Charlotte, la supportrice bretonne, a récemment dénoncé des “pointeurs” (ndlr : des hommes adultes intéressés par des mineures) avec d’autres supportrices victimes du même type de situations malsaines. Une initiative très bien accueillie, à la grande surprise de Charlotte, “je m’étais carrément préparée à pire, je m’attendais à prendre des remarques sexistes à gogo et à voir les mecs se faire défendre, mais quasi rien. Au contraire, j’ai reçu des dizaines de messages et réponses de soutien en me disant de continuer, et aussi en me précisant que si jamais je recevais des menaces ou quoique ce soit, que certains seraient là pour me/nous « protéger » si besoin” s’étonne la supportrice.
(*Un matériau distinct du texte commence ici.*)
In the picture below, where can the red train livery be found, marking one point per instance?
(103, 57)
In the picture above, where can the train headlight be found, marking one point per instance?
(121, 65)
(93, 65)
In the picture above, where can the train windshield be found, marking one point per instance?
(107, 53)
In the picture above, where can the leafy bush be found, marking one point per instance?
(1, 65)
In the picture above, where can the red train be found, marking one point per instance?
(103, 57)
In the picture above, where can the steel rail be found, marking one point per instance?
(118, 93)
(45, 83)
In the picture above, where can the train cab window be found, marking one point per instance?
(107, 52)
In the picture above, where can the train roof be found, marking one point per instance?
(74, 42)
Tolérance zéro de la part du Racing Club de Strasbourg
Contacté par nos soins, Bruno Chapel, directeur des opérations du Racing Club de Strasbourg, a tenu à exprimer la tolérance zéro qu’applique le club alsacien en cas d’actes de ce genre. “Nous sommes intransigeants vis-à vis de toute transgression. Il y a toujours une suite à donner, peu importe les faits qui sont constatés. Les choses que vous nous rapportez sont très graves et doivent constamment donner suite “ nous confie M. Chapel. Pour lutter contre les faits interdits, y compris le harcèlement, le Racing met en place, lors de chaque rencontre à domicile, des superviseurs responsables de chaque secteur du stade.
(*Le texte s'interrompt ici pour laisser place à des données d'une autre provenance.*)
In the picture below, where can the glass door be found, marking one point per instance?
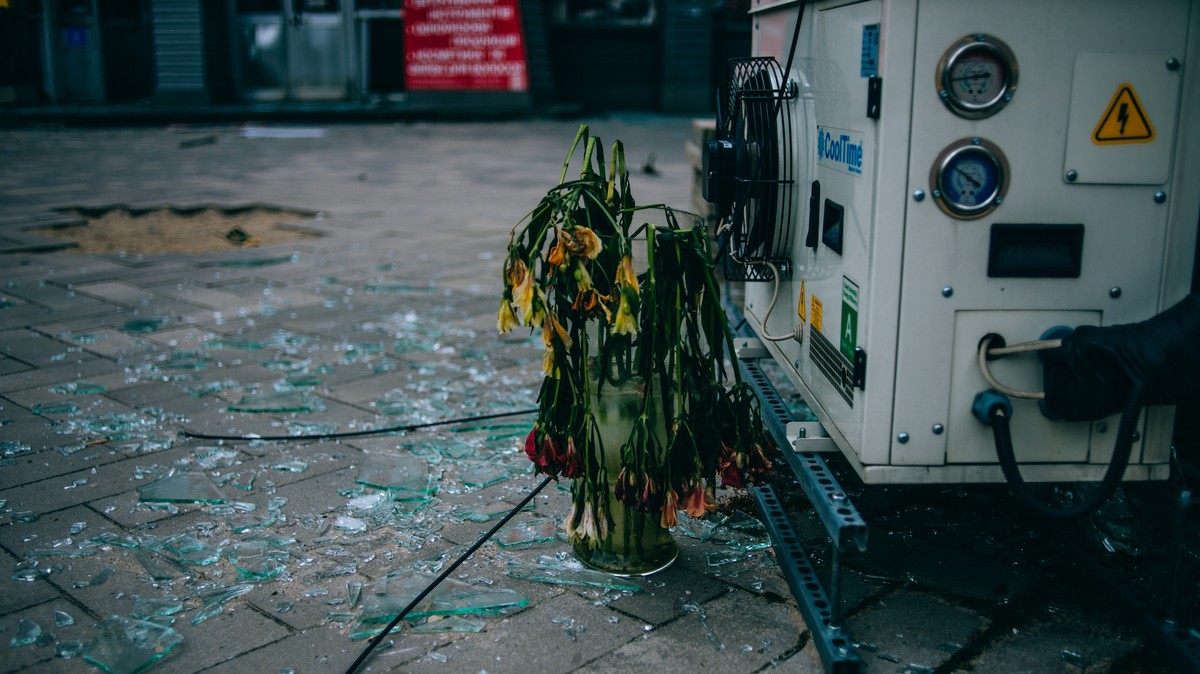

“En cas du moindre problème, ce que je préconise, est d’aller immédiatement voir ce superviseur et de rendre compte des comportements déplacés que vous venez de subir” explique le directeur des opérations. Le Racing explique qu’une communication plus large aura lieu afin de mieux sensibiliser les supportrices et les supporters de la présence de ces superviseurs dans le stade. “On a 15 superviseurs habillés en tenue Racing. Pour les espaces réceptifs, type VIP, il est en costume. On tient absolument à ce qu’à la fin de la prestation, on est une vue globale de tout ce qui s’est passé dans le stade”, détaille Bruno Chapel.
Communiquer immédiatement les faits
Le directeur des opérations du Racing Club de Strasbourg explique qu’il faut tout de suite rentrer en relations avec le club en cas de harcèlement. “Il faut immédiatement venir nous voir. On reçoit la personne et on dresse le constat de ce qu’il s’est passé. Nous sommes proches du commissariat de police avec une personne attitrée pour ce genre d’affaire, ce qui permet aux victimes d’être prises en charge et accompagnées comme il se doit”, nous indique Bruno Chapel.
Sur la peur et l’appréhension que peuvent avoir certaines supportrices avant de se rendre au stade, Bruno Chapel tient à exprimer son soutien et tout ce que le Racing met en œuvre pour garantir la sécurité de toutes et tous. “Un match de football doit être convivial et ouvert à toutes et tous. Notre rôle est de pacifier les alentours et l’intérieur du stade. Toute typologie de public doit pouvoir venir au stade en sécurité. Je le répète, à la moindre insulte ou geste déplacé, nous devons être prévenus pour agir en conséquence. Là-dessus, sur les sanctions prises, je suis vraiment intransigeant.”, nous dit le directeur des opérations alsacien.
Des stadiers formés
C’est l’une des mesures appliquées par le Racing Club de Strasbourg, la formation des stadiers présents pour assurer la sécurité. “Nos stadiers reçoivent plusieurs briefings avant chaque rencontre à domicile. Ils ont des consignes spécifiques par secteur. L’observation est importante puisque le stadier est également capable d’intervenir de son propre chef s’il repère une personne qui se fait embêter ou est victime de tout autre comportement déplacé. Notre dispositif est d’environ 400 stadiers par rencontre” indique Bruno Chapel.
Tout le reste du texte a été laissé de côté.